The Text Analysis action leverages Tonkean's proprietary natural language processing (NLP) functionality to read, recognize, and extract relevant content from raw text.

There are many use cases where the data coming into your workflow contains large amounts of text, whether that's in an email, a document, a PDF, or other similar file. Rather than assigning a person to read through and understand this content, you can use the Text Analysis action to decipher and extract the relevant words or phrases so you can use them in your solution.

If you plan on reusing the same NLP model in other modules, we recommend building the model as an NLP search training set.

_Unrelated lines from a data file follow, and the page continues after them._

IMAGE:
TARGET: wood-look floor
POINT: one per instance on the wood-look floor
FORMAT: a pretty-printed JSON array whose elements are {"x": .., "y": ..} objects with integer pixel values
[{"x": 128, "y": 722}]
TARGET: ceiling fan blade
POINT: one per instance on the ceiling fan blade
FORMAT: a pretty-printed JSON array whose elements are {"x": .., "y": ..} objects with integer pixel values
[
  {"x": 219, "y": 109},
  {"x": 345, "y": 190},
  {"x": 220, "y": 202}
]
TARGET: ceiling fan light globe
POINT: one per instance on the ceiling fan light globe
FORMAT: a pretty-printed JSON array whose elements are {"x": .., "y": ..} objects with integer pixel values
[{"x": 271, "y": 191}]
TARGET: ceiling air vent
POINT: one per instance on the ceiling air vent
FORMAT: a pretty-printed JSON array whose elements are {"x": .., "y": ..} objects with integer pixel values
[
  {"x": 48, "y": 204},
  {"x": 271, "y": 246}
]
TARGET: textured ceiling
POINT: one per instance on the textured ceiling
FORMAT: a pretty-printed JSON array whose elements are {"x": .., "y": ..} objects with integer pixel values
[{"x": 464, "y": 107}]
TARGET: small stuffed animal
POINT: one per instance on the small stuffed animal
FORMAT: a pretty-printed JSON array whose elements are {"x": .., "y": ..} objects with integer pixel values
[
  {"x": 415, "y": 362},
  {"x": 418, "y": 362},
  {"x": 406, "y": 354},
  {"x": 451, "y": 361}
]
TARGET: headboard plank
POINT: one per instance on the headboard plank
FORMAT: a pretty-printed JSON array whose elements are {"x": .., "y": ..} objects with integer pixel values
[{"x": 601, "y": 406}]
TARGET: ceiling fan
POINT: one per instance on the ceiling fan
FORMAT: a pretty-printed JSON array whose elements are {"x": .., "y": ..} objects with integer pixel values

NLP models built using the Text Analysis action are specific to the module you create them in, and each model requires creating and maintaining an individual branch, whereas you can handle all of that configuration and maintenance in a single location with a training set.

text_analysys_overview.png

Best Practices

To get the most out of this action, there are several best practices we recommend:

  • You should always create a branch for situations where no match is found. Even if you don't want to take any action in those situations, incorporating a "failed to match" branch makes reading and understanding the module history easier. Additionally, we recommend adding in a Train action to help improve the accuracy of the NLP branches and avoid missed keywords in future workflow runs.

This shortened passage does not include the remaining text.